Jynx, known in Japan as , is a Pokémon species in Nintendo and Game Freak's Pokémon franchise. Created by Ken Sugimori, Jynx first appeared in the video games Pokémon Red and Blue and subsequent sequels, later appearing in various merchandise, spinoff titles, or animated and printed adaptations of the franchise. The character is voiced in the anime and other media in Japanese by Mayumi Tanaka and by Rachael Lillis in English.

Jynx's design and humanoid appearance has been criticized by the Western media, including cultural critic Carole Boston Weatherford, who described Jynx as representing blackface after seeing the character's depiction in the anime. Due to complaints, Game Freak modified its appearance by changing the original color of its face from black to the current color, purple.

Design and characteristics
Jynx was one of 151 different designs conceived by Game Freak's character development team and finalized by Ken Sugimori for the first generation of Pocket Monsters games Red and Green, which were localized outside Japan as Pokémon Red and Blue. Originally called "Rujura" in Japanese, Nintendo decided to give the various Pokémon species "clever and descriptive names" related to their appearance or features, when translating the game for western audiences, as a means to make the characters more relatable to American children. As a result, they were renamed "Jynx", a play on the word "jinx". In early development, Jynx originally had a male counterpart based on a yeti, as well as the Kaiju Woo from Ultraman.

Also known as the "Human Shape" Pokémon, Jynx is a female-only species that resembles the Japanese mythical creature Yuki-onna. Originally portrayed with a black face and dark blue hands, Jynx's design was changed to purple coloration after critiques that it perpetuated racism. In addition Jynx have large pink lips, saucer-like eyes, white arms, and long, blonde hair. The "clothes" they appear to wear are actually part of their body, resembling a circular red bra and skirt. Jynx have no visible feet, and in the games leave no footprints. Jynx has a pre-evolution, Smoochum, which evolves into Jynx when it receives enough experience from battles and reaches level 30.

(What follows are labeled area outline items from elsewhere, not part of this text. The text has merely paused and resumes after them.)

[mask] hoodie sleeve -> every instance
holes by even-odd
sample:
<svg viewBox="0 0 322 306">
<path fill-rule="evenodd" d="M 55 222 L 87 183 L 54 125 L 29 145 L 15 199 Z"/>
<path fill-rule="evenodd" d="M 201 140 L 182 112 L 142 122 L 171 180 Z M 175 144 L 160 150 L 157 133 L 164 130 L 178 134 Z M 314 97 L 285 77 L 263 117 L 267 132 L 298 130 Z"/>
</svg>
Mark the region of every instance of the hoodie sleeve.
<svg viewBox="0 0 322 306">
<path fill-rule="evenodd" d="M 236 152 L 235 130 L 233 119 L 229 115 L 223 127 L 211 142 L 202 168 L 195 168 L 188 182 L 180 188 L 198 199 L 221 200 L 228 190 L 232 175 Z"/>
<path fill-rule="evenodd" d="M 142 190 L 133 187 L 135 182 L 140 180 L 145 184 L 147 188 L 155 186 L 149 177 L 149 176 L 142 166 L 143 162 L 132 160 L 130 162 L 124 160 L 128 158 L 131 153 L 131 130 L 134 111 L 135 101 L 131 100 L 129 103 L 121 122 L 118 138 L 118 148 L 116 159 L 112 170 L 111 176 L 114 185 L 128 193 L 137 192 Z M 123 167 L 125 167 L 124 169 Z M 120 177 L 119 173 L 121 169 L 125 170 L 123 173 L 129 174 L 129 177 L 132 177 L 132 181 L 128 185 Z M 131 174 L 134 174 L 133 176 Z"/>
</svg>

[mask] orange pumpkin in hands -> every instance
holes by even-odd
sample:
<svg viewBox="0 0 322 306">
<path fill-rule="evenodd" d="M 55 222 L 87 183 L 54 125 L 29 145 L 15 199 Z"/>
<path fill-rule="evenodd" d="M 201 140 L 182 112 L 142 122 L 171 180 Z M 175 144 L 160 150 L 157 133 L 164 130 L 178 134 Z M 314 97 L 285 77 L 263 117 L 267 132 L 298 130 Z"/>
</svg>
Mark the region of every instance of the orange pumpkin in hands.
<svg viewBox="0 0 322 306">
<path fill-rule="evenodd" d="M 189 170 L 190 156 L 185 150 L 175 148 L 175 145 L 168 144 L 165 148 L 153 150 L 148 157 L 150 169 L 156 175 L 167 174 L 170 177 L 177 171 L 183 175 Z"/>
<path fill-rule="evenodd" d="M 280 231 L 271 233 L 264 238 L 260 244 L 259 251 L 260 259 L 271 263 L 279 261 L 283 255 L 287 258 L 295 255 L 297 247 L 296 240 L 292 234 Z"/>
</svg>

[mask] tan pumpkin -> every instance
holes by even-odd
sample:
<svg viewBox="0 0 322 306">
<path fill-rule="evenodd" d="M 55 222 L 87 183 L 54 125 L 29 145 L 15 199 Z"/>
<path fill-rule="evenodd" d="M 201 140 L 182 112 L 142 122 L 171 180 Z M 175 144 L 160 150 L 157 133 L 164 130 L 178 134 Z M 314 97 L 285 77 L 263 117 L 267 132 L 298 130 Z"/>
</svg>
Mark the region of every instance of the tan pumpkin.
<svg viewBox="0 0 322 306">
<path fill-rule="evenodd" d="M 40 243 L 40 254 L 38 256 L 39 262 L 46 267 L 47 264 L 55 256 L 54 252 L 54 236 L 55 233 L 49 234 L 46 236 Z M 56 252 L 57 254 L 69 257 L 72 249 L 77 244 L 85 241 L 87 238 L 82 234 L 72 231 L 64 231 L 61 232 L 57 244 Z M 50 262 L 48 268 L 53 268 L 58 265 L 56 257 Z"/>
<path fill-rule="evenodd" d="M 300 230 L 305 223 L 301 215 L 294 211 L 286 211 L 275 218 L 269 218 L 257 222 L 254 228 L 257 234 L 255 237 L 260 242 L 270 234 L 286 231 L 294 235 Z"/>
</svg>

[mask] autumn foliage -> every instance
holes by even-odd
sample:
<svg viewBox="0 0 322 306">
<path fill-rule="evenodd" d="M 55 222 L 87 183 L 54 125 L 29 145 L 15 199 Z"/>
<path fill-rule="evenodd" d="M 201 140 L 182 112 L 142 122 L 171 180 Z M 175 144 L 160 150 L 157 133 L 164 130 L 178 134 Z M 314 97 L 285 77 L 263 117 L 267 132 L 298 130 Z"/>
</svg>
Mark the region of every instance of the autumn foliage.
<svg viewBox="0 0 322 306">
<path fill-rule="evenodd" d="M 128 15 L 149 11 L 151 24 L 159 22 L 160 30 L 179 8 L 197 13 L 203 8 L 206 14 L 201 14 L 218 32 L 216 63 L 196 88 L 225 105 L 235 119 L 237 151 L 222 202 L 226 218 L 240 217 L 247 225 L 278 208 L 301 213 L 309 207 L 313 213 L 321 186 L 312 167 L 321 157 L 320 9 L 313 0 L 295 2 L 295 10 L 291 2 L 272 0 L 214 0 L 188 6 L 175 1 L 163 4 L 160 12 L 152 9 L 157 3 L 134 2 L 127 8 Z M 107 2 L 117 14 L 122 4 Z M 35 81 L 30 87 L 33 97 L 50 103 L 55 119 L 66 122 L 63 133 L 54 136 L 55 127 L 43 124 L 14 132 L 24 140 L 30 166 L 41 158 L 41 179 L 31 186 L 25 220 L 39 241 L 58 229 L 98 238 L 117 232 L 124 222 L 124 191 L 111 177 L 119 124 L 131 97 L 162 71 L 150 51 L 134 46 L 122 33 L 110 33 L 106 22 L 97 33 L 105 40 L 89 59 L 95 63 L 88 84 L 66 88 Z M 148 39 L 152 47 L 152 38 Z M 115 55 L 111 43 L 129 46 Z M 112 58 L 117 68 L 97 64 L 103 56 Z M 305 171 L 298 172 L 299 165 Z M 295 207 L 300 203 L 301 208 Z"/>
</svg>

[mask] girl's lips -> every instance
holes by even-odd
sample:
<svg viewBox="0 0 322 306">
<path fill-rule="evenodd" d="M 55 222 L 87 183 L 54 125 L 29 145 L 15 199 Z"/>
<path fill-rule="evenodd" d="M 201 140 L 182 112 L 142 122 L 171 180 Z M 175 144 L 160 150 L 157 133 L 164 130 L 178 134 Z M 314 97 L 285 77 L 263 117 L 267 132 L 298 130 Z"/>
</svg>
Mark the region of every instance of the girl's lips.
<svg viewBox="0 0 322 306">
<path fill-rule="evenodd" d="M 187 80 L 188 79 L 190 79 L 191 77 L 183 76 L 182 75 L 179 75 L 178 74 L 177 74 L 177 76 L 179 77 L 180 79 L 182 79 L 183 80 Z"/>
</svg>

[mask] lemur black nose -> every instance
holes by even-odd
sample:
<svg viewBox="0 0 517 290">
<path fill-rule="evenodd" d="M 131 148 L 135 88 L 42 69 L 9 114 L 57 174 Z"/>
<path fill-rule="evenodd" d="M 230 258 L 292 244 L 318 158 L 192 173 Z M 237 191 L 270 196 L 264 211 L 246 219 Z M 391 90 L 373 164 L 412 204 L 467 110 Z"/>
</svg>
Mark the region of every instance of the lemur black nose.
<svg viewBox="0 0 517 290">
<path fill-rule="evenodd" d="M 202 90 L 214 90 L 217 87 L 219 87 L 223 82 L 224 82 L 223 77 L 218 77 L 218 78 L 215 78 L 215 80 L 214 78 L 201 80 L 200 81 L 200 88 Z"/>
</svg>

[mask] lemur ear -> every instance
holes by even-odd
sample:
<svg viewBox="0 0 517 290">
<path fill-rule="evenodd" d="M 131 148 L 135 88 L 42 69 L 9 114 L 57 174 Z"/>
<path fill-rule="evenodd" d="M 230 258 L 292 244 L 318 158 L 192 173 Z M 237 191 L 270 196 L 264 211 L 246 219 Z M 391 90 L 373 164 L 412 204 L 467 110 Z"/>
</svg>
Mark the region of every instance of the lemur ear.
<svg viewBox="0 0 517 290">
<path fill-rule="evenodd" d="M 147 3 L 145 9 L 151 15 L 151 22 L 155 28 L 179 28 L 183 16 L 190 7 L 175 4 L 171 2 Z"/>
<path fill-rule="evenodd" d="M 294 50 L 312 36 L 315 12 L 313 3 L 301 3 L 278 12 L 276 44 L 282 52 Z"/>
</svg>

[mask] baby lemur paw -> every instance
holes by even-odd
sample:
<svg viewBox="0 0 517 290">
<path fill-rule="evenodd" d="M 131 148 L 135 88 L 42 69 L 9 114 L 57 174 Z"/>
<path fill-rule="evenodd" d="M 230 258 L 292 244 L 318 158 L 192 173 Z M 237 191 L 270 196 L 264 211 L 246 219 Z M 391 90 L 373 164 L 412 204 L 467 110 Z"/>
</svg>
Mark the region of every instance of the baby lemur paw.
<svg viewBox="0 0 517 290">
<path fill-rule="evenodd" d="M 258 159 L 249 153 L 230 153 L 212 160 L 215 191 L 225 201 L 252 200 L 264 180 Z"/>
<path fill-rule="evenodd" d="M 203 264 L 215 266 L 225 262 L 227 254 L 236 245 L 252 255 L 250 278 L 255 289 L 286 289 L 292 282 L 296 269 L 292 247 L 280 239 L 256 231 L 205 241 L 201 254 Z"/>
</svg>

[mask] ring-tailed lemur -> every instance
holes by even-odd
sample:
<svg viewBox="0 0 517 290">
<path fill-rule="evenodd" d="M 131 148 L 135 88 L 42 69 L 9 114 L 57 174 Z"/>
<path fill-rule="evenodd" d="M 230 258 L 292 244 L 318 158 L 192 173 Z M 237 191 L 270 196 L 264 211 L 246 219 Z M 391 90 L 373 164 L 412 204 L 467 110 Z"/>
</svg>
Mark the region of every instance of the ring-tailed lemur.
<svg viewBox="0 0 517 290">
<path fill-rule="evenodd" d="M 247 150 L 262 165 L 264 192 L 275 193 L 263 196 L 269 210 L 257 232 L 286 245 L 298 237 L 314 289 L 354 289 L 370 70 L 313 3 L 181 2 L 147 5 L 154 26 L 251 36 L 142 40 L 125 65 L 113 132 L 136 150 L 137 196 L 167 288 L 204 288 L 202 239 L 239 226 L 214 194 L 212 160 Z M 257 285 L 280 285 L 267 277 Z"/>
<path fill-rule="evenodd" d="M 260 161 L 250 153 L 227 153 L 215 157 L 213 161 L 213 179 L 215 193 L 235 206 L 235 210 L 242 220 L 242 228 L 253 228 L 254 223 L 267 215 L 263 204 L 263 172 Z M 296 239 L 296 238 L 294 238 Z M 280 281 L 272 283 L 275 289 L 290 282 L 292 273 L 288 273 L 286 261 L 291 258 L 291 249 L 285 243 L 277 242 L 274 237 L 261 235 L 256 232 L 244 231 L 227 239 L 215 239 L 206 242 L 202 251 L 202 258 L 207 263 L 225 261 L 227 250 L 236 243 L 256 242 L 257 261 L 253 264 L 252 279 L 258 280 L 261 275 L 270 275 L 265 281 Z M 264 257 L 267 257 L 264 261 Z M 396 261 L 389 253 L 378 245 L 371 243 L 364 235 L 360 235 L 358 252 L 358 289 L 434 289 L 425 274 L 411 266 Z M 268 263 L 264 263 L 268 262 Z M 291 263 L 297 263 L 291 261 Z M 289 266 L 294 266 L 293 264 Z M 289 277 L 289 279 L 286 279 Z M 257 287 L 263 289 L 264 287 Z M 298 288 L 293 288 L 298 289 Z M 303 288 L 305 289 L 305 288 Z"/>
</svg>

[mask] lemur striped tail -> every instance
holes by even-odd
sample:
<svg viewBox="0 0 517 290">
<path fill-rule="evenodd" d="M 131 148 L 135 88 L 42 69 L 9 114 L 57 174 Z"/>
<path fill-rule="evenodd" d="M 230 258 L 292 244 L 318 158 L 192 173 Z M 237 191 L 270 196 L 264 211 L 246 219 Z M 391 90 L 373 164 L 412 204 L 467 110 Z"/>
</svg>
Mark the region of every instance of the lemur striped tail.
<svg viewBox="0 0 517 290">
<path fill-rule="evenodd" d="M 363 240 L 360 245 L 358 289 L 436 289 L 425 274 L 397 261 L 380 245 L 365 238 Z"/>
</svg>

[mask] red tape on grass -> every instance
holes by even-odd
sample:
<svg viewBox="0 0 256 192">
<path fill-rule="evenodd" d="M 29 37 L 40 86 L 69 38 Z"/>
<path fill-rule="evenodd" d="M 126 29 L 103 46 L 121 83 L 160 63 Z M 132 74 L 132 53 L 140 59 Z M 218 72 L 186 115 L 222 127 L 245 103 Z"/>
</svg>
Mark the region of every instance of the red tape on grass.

Jynx Pokémon walk in a dance-like fashion, wiggling their hips in a manner described in Red & Blue, as well as in Leaf Green as "seductive". It uses dancing to communicate, with the exact rhythm relying on its emotion at the time. The dance affects people, causing them to themselves dance with no regard to their actions. Jynx speak in a language that only other Jynx can understand, though the sound is described as similar to human speech. This trait is carried on to games where Pokémon speak English such as the Pokémon Mystery Dungeon series, with the text appearing as combinations of "X"s, "O"s, punctuation marks, and/or musical notes, instead of legible words. Jynx are psychic, and can attack either by kissing an opponent or launching "strange orbs" at them, and can protect themselves with a psychically-generated barrier.

Appearances

In video games
Jynx originally appeared in Pokémon Red and Blue, then appeared in other Pokémon games such as Pokémon Yellow, Pokémon Stadium, Pokémon Gold and Silver, Pokémon Crystal, Pokémon Ruby and Sapphire, Pokémon Emerald, Pokémon FireRed and LeafGreen, Pokémon Diamond and Pearl and Pokémon Platinum. The second generation of Pokémon games introduced Smoochum, a baby Pokémon who Jynx evolves from at level 30. Appearing again in Pokémon HeartGold and SoulSilver, Pokémon Black and White, Pokémon Black 2 and White 2, Pokémon X and Y, Pokémon Omega Ruby and Alpha Sapphire, Pokémon Sun and Moon, Pokémon Ultra Sun and Ultra Moon, Pokémon: Let's Go, Pikachu! and Let's Go, Eevee! and Pokémon Sword and Shield.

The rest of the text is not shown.